Quantitative analysis of cis-regulatory elements in transcription with KAS-ATAC-seq

Abstract

AbstractCis-regulatory elements (CREs) are pivotal in orchestrating gene expression throughout diverse biological systems. Accurate identification and in-depth characterization of functional CREs are crucial for decoding gene regulation network and dynamics during cellular processes. In this study, we developed Kethoxal-Assisted Single-stranded DNA Assay for Transposase-Accessible Chromatin with Sequencing (KAS-ATAC-seq) to provide quantitative insights into transcriptional activity of CREs. A main advantage of KAS-ATAC-seq lies in its precise measurement of ssDNA levels within both proximal and distal ATAC-seq peaks, enabling the identification of transcriptional regulatory sequences in genomes. This feature is particularly adept at defining Single-Stranded Transcribing Enhancers (SSTEs). SSTEs are highly enriched with nascent RNA transcription and specific transcription factors (TFs) binding sites that determine cellular identity. Moreover, KAS-ATAC-seq provides a detailed characterization and functional implications of various SSTE subtypes; KAS-ATAC-seq signals on SSTEs exhibit more robust correlation with enhancer activities when compared with ATAC-seq data and active histone mark profiles.

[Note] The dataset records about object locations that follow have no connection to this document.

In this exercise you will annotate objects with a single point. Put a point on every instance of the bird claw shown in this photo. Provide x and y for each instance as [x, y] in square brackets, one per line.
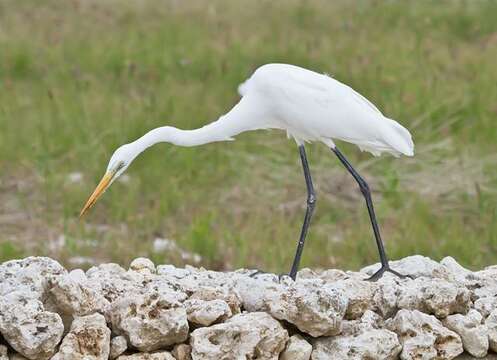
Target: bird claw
[386, 268]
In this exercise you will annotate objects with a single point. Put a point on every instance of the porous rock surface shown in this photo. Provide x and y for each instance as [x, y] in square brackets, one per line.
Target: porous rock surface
[441, 311]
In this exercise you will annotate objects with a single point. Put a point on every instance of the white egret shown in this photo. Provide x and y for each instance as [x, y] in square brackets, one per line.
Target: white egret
[310, 107]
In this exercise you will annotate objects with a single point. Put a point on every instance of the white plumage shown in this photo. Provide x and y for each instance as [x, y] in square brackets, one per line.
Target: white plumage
[316, 107]
[309, 107]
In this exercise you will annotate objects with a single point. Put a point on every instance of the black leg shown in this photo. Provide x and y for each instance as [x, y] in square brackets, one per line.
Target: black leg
[311, 203]
[369, 202]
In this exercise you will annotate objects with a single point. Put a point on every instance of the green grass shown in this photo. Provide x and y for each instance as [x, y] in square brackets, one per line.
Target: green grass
[79, 78]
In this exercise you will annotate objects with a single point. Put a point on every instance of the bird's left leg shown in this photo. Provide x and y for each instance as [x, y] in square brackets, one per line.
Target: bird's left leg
[369, 202]
[311, 203]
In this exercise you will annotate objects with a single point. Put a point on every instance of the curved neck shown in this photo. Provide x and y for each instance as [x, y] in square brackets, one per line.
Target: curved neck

Our analysis of promoters and SSTEs during mouse neural differentiation demonstrates that KAS-ATAC-seq can effectively identify immediate-early activated CREs in response to retinoic acid (RA) treatment. We further discovered that ETS TFs and YY1 are critical in initiating early neural differentiation from mESCs to NPCs. Our findings indicate that KAS-ATAC-seq provides more precise annotation of functional CREs in transcription. Future applications of KAS-ATAC-seq would help elucidate the intricate dynamics of gene regulation in diverse biological processes and biomedical applications.